Odstraszanie ptaków w portach i stoczniach niejednokrotnie jest koniecznością wynikającą z nasilonej obecności mew i gołębi na nabrzeżach przeładunkowych. Ptaki swoją obecnością powodują niejednokrotnie duże straty niszcząc mienie oraz przeładowywany towar. Niszczenie przejawia się poprzez żerowanie (ziarna zbóż, nasiona itp. produkty spożywcze) oraz zanieczyszczanie żrącymi odchodami konstrukcji stalowych.

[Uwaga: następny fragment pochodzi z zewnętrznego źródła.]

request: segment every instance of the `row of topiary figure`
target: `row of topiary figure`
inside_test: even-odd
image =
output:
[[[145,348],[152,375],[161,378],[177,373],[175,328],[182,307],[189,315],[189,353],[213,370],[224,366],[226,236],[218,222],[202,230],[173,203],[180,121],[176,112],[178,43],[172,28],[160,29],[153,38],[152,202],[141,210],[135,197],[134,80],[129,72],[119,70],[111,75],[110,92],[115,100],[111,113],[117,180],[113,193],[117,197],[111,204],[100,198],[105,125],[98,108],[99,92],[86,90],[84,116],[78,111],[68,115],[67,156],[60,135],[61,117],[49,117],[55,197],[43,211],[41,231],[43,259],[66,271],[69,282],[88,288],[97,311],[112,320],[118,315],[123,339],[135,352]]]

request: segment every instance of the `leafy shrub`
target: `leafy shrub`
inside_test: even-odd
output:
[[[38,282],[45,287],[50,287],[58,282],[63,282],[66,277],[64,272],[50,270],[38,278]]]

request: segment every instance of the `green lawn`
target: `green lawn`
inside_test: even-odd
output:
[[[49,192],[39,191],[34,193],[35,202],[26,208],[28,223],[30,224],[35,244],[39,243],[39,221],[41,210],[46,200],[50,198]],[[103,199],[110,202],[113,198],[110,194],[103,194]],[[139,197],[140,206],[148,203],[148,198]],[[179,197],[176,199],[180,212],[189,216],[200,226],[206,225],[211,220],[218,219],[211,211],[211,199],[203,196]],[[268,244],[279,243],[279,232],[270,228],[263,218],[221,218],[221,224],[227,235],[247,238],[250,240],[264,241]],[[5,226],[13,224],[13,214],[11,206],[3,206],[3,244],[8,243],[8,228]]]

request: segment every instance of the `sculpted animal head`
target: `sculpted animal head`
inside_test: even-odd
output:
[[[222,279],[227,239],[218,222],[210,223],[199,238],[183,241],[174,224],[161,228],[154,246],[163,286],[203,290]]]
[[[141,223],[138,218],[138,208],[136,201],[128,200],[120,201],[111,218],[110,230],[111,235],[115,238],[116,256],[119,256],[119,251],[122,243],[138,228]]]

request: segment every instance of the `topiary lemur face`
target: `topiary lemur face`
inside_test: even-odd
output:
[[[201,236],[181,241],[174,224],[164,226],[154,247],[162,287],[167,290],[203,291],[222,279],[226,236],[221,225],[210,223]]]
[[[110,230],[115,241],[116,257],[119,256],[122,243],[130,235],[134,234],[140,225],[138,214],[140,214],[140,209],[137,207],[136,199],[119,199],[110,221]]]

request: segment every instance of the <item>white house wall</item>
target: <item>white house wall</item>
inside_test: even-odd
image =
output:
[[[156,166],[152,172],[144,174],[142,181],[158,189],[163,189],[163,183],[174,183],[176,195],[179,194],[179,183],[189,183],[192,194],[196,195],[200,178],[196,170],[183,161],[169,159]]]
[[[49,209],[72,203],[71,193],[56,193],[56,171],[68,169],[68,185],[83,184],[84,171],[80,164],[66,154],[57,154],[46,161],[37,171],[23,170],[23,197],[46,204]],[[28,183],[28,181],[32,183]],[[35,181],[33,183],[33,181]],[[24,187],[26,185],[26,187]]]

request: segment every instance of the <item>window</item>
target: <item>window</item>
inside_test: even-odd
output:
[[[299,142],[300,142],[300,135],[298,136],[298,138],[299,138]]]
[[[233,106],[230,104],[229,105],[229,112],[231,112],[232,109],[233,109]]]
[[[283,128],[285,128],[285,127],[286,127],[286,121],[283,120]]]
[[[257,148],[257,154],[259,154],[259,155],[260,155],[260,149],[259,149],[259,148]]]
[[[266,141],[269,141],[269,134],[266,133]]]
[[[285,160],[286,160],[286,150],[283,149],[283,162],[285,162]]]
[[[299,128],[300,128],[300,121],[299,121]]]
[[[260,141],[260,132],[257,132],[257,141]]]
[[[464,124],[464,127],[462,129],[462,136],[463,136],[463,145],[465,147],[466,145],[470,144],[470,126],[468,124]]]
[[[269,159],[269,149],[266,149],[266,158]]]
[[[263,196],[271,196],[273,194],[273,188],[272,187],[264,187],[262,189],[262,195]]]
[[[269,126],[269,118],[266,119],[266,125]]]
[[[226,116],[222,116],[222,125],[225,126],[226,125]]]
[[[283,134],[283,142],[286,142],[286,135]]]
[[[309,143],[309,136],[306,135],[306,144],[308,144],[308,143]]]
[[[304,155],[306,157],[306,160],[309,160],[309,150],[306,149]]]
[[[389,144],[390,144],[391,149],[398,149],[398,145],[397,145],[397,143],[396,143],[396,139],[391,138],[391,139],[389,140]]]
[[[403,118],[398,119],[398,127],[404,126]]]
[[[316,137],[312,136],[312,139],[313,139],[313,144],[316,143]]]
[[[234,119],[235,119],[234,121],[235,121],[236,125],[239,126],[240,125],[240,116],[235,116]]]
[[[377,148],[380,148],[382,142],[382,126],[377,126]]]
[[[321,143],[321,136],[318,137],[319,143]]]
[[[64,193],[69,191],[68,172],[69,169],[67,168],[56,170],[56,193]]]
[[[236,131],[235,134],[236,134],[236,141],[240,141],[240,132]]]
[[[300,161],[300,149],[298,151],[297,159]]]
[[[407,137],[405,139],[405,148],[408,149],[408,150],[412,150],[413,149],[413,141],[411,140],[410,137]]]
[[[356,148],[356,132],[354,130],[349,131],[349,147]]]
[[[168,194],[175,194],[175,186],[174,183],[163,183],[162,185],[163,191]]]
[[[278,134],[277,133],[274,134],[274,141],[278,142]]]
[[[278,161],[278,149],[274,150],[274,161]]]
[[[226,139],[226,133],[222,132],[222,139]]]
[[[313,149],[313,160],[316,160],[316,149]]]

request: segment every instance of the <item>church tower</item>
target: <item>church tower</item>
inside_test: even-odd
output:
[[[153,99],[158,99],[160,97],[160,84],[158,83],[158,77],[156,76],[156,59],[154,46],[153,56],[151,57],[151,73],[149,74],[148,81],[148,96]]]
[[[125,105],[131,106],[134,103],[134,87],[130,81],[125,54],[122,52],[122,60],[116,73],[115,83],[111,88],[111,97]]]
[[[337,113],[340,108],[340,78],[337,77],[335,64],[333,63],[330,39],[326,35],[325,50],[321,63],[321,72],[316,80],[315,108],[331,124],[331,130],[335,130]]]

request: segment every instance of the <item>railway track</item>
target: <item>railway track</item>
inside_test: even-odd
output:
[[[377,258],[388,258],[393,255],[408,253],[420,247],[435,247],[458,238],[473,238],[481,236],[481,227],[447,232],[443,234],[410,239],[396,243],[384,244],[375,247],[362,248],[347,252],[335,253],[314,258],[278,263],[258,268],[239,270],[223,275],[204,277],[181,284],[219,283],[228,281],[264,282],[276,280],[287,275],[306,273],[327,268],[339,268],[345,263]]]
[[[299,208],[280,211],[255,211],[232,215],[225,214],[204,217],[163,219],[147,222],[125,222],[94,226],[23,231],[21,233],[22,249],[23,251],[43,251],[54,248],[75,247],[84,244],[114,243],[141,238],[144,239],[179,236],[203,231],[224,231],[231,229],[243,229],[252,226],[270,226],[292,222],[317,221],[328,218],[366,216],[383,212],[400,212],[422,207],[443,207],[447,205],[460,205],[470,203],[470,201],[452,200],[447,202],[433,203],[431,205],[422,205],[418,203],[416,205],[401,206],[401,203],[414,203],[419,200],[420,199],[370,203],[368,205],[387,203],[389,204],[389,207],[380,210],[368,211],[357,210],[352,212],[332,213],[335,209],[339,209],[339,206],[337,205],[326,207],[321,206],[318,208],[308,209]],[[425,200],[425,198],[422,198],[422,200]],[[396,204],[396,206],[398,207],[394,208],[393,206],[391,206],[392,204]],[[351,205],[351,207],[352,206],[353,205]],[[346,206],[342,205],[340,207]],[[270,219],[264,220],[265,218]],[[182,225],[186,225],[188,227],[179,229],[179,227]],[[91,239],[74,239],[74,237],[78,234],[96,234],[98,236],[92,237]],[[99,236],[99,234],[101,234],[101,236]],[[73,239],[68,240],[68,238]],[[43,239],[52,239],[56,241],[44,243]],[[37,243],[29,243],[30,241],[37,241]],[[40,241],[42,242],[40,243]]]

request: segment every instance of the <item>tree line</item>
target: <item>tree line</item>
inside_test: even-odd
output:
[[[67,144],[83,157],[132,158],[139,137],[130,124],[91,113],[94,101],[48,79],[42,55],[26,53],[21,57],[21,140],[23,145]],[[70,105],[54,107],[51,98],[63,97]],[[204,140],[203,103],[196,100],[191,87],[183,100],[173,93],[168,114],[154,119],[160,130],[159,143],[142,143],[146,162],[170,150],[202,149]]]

Tereny portowe to również stocznie, na które składają się niejednokrotnie olbrzymie hale, które z kolei są wspaniałym miejscem lęgowym dla gołębi miejskich. Ptaki te żerują na wyżej opisanych nabrzeżach przeładunkowych, a młode wyprowadzają w halach. Choć jak zwykle zaczyna się niewinnie od pojedynczej pary to już po jednym sezonie ilość ptaków znacznie się powiększa, a ich odchody zanieczyszczają spawane konstrukcje doprowadzając do problemów z utrzymaniem jakości. Co więcej gołębie potrafią dostawać się do wnętrza hal albo przez nieszczelności (wybite szyby, otwory wentylacyjne, uchylone świetliki) jak i przez bramy. Z kolei mewy doprowadzają do zniszczeń samych budynków – niszczą stalowe elementy konstrukcyjne (odchody tych ptaków są żrące i powodują korozję) a także niejednokrotnie np. membranowe pokrycia dachowe, które dziurawią swoimi dziobami myśląc, że znajdą tam pożywienie.
Bliskość morza związana jest też z olbrzymią ilością mew, które występują głównie na północy Polski oraz w pobliżu większych zbiorników wodnych.
Jak można ograniczyć opisane powyżej szkody pojawiające się gdy odstraszanie ptaków w portach i stoczniach nie jest realizowane? Niestety nie jest to łatwe zadanie ponieważ ptaki są dość inwazyjne, a w szczególności gołębie. W wypadku dużych hal produkcyjnych jak np. stocznie możliwości są w zasadzie dwie:
- Uszczelnienie hali wraz z dostosowaniem procesów technologicznych. Zastosowanie siatek, uzupełnienie brakujących szyb, zabezpieczenie otworów wentylacyjnych. Dodatkowo konieczne jest stworzenie dwuetapowego wjazdu do wnętrza hali (system śluzy z siatki) z uwrażliwieniem kierowców aby po wjechaniu do śluzy obstukali podwozie pojazdów wypłaszając ewentualne ptactwo.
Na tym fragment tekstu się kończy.